Villes mortes : Paradis perdus
Scène

Villes mortes : Paradis perdus

Le moins que l’on puisse dire, c’est que les Villes mortes de Sarah Berthiaume sont diablement vivantes.

Pompéi, Gagnonville, Dix30 et Kandahar, quatre Villes mortes qui sont, dans le plus récent spectacle d’Abat-Jour Théâtre, autant d’alibis pour parler d’amour, de désir, de consumérisme et de guerre. Quatre personnages, des femmes pleines de ressort, permettent à Sarah Berthiaume de dire haut et fort, sans une once d’apitoiement, la déliquescence de notre monde. Pour relier les contes, Bernard Lavoie a misé sur la force d’évocation d’un lit sans cesse déplacé, mais surtout sur Navet et Géraldine, dont la musique et les paroles constituent de savoureux commentaires.

Bien que Céliane Trudel ne ménage pas ses efforts pour le défendre, le premier conte est de loin le moins percutant. Cette histoire d’adultère a beau se dérouler dans un hôtel de Naples, non loin du Vésuve, qui on le sait a détruit Pompéi en 79 après J.-C., elle demeure plutôt banale.
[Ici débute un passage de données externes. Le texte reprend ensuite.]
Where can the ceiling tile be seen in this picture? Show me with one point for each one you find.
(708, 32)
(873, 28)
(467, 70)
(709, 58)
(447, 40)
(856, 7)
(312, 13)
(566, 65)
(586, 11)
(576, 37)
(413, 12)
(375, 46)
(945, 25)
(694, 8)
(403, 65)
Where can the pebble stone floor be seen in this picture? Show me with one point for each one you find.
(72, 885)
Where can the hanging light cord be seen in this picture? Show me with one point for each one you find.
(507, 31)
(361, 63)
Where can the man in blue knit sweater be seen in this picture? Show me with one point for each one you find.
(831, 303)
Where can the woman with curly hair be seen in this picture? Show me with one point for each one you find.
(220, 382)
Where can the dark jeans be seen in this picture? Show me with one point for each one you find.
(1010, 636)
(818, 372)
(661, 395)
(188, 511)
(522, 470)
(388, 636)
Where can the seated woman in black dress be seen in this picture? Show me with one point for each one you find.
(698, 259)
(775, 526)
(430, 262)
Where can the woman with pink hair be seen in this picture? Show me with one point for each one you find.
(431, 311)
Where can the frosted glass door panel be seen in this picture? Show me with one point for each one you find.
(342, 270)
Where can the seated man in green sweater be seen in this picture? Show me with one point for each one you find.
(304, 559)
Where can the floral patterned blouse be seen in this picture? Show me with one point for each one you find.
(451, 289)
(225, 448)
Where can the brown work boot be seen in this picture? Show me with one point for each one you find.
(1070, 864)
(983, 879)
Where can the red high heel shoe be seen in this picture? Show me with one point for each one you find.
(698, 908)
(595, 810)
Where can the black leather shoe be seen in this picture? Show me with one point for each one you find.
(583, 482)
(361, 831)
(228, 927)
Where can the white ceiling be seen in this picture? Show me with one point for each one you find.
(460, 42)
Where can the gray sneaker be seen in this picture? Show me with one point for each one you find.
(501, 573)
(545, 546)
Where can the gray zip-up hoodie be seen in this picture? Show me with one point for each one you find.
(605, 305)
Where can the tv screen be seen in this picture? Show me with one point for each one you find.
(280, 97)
Les parallèles entre la catastrophe naturelle et la rupture amoureuse sont plus ou moins concluants. Ceux entre l’éruption dudit volcan et l’éjaculation de monsieur, guère plus heureux.

Défendu par son auteure, le deuxième conte, truffé de références télévisuelles et musicales kitsch ("Santa Barbara, qui me dira pourquoi j’ai le mal de vivre?"), est un vrai délice. Décrites par une jeune fille qui n’est pas près d’oublier cette soirée orgasmique, les retrouvailles des habitants de Gagnonville, une ville minière rasée dans les années 80, sont aussi drôles que tragiques. Le ton rappelle celui de Simon Boulerice, complice de Berthiaume.

Le troisième conte nous entraîne dans le Quartier Dix30 de Brossard, temple de la consommation, lieu de rassemblement par excellence d’une faune inquiétante. Stéphanie Dawson porte avec une conviction peu commune cette histoire où les zombies sont des douchebags qui menacent le monde de leur étroitesse d’esprit. On reconnaît bien là les préoccupations de l’auteure de Moribonds et ses affinités avec Rodrigo Garcia. Jouissif.

Dans le dernier monologue, campé à Kandahar et défendu avec nuances par Joëlle Paré-Beaulieu, il est question de Tim Horton et de Disney World, de monoparentalité, de princesses, d’affrontements et d’inégalités sociales. Un mélange de dérision et de tragique, de réel et de fantastique qui résume bien l’univers de Berthiaume, jamais nihiliste, rendant justice à ce qui meurt à petit feu aussi bien qu’à ce qui subsiste courageusement. Une auteure à suivre!